C’est ce qu’il s’est passé dans les années 1980 avec François Mitterrand. Cette hiérarchie n’étouffe pas forcément les débats, elle permet de les trancher. Ce qui est plus difficile lorsque la gauche n’est pas au pouvoir, comme on l’a vu en 2005 avec le Traité Constitutionnel. Aujourd’hui, la situation est très différente.
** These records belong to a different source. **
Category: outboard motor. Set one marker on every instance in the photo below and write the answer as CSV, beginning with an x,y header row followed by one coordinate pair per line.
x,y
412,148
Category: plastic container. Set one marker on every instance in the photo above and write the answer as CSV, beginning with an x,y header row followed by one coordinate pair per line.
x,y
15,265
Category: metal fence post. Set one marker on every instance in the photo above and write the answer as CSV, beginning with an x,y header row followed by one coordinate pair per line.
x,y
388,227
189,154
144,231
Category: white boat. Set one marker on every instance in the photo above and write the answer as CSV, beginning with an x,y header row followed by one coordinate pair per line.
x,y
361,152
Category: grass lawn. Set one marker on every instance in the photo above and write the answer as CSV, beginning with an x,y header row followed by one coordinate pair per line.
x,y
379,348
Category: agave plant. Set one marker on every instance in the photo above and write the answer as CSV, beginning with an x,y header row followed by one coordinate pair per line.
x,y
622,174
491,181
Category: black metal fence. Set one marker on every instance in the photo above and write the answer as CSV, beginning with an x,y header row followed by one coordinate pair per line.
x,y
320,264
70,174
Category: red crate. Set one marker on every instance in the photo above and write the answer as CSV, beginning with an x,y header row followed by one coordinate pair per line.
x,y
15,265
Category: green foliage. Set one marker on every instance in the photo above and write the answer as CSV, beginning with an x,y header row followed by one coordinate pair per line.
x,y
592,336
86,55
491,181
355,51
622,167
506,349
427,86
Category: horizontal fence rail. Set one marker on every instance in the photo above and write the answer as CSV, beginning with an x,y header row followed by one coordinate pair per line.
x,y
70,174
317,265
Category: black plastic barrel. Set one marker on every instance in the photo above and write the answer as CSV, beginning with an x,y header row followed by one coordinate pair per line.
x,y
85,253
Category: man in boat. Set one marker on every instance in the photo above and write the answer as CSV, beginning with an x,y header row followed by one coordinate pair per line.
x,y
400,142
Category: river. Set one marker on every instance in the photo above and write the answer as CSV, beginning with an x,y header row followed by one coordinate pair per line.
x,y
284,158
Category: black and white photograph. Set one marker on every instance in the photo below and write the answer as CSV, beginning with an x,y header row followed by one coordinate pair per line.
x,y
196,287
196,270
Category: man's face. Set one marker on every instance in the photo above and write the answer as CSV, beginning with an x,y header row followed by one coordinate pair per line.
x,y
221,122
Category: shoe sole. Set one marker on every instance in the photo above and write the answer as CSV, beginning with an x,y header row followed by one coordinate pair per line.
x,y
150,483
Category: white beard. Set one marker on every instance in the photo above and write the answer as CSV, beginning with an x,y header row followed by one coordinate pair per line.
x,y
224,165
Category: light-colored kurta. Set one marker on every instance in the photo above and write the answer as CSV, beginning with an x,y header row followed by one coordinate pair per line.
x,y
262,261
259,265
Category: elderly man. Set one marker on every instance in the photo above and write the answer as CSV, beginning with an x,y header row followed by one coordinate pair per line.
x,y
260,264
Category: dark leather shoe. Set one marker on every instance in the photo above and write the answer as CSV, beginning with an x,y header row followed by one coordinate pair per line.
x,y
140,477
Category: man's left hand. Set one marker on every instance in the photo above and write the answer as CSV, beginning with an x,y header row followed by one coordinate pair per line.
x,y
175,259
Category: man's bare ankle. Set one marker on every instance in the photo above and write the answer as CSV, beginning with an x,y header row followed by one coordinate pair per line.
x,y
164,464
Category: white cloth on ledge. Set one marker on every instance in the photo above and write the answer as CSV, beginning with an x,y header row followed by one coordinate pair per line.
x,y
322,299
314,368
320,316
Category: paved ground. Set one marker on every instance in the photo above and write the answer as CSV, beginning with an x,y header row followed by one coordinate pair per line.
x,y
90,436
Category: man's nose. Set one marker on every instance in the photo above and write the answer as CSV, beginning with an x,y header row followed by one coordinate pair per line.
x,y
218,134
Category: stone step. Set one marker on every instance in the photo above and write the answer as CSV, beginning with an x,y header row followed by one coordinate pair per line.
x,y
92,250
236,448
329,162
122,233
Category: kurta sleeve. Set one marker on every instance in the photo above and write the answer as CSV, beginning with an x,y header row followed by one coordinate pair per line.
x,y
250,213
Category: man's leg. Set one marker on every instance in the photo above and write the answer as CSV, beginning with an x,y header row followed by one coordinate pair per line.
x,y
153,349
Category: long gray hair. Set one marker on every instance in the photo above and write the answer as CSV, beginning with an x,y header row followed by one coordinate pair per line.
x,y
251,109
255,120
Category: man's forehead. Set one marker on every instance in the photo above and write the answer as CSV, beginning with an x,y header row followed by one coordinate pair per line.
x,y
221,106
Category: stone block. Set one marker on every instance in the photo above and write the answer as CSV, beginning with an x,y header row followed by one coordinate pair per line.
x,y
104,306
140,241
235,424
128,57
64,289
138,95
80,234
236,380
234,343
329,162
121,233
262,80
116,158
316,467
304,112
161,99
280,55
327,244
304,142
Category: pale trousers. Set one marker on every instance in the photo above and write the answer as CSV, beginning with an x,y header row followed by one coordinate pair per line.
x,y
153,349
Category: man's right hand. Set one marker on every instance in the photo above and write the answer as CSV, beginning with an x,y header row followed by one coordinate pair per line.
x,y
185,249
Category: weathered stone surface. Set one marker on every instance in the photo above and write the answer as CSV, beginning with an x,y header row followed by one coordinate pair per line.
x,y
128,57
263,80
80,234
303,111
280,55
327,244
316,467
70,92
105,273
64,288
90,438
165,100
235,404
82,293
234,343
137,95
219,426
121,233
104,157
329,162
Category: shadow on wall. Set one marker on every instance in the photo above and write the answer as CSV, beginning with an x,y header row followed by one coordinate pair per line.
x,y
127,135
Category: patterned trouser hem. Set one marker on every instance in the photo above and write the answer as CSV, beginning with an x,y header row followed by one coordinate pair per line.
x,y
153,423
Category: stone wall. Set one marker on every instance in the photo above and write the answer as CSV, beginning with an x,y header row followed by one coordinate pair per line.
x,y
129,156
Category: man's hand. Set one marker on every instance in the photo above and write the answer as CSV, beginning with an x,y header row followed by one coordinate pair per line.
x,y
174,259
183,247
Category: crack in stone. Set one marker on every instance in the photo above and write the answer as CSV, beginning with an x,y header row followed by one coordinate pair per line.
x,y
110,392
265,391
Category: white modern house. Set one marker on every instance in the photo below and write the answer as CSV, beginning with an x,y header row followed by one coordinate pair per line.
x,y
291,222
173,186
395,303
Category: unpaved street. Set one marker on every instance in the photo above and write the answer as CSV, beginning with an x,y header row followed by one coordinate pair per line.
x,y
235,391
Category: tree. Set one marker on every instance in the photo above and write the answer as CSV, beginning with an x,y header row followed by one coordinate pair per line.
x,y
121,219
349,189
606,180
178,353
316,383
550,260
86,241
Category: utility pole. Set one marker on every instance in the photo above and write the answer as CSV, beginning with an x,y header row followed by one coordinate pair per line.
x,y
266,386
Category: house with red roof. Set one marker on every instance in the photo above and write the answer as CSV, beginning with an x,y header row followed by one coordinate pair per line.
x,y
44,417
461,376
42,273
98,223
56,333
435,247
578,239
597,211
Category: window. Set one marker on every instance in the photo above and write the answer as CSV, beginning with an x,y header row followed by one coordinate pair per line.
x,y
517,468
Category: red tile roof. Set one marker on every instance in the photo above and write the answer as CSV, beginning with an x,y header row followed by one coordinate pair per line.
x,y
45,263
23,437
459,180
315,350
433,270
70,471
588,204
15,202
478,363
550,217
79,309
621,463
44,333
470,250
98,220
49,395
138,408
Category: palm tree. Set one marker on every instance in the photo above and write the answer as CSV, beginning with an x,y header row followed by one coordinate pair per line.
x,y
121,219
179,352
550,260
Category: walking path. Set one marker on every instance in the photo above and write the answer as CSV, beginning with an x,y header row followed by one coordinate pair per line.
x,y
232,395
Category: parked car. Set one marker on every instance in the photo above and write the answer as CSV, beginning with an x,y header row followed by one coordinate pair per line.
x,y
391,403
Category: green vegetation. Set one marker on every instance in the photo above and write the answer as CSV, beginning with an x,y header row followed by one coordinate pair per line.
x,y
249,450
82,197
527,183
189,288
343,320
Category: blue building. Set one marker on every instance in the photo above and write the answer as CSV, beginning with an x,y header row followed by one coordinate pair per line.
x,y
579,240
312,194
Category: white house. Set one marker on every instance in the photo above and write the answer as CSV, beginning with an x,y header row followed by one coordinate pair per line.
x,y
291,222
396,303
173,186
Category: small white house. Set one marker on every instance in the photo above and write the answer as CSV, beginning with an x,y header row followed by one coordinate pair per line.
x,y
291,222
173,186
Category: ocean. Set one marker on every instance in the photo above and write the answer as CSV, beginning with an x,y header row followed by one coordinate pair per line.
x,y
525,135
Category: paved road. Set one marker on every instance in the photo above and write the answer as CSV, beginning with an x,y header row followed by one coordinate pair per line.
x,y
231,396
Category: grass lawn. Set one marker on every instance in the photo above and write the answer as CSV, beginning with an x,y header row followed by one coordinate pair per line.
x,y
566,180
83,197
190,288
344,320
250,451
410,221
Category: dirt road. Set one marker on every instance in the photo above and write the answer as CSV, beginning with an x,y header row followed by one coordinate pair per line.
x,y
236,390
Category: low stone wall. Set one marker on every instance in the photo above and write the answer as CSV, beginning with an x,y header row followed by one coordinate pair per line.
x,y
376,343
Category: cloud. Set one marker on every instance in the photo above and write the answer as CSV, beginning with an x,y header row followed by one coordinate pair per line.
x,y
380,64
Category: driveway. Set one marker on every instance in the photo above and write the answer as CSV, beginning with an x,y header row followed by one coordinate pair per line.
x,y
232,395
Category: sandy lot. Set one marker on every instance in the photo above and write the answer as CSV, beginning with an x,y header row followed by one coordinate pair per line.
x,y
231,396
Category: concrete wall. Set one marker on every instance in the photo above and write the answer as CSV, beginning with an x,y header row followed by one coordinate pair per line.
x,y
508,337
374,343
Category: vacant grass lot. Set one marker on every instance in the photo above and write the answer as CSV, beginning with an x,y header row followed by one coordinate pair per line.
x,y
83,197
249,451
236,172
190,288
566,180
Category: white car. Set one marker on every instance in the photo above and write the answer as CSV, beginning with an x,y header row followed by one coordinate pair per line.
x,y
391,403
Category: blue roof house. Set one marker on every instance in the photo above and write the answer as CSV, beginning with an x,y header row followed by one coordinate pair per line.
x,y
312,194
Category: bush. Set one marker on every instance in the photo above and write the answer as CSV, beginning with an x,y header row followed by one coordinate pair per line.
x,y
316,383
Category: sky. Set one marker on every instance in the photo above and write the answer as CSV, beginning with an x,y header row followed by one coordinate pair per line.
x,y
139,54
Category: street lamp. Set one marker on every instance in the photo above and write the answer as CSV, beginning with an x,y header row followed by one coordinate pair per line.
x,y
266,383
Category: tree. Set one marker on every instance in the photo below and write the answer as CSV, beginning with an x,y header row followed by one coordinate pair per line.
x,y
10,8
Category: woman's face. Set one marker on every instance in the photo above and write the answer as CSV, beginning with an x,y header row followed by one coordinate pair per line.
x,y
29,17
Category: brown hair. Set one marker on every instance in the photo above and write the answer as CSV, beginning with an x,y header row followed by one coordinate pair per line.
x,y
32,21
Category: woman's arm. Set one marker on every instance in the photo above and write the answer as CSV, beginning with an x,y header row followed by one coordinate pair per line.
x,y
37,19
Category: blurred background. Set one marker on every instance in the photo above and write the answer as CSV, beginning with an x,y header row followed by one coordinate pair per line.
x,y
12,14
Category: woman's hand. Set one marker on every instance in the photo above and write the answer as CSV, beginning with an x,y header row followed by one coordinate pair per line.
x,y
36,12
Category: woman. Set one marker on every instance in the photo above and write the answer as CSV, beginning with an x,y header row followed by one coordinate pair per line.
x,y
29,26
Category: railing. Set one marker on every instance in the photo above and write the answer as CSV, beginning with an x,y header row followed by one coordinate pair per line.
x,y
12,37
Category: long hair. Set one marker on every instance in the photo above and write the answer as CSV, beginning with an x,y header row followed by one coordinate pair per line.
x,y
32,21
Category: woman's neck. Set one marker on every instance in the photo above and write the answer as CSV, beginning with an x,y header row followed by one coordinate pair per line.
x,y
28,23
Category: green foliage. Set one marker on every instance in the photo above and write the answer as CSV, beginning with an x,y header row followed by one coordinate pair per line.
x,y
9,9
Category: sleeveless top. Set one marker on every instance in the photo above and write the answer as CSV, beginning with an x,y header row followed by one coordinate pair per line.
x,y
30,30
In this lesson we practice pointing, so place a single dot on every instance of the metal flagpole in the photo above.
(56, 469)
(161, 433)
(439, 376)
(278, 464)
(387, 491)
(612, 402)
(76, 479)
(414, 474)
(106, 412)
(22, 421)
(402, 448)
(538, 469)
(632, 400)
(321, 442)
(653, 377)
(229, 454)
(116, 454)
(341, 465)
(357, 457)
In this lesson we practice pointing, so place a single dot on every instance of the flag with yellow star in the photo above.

Avoir une tête pour trancher renforce la cohésion.

Ensuite, il s’agit de voir comment ceux qui ont été défaits dans l’arbitrage se comportent : veulent-ils poursuivre le débat ? S’en iront-ils, comme l’a fait Chevènement en son temps, en 1992 pour Maastricht ? Acceptent-ils de rester dans le parti et de cantonner le débat à un débat interne, avec cohésion externe ?

Quel est l’impact de la crise sur ces divisions ?

Les différents courants ont été renforcés par la crise, qui a donné des arguments à ceux qui s’opposaient à la vision socialiste de la construction européenne. Nous avions raison, disent-ils, invoquant la crise du capitalisme et de la mondialisation. Ceux qui ont contribué à cette construction, au contraire, se retrouvent dans la difficulté et la nécessité de se renouveler. Ces deux positions peuvent-elles se retrouver dans la négociation ? C’est ce que les mois à venir d’ici à la rentrée vont nous dire.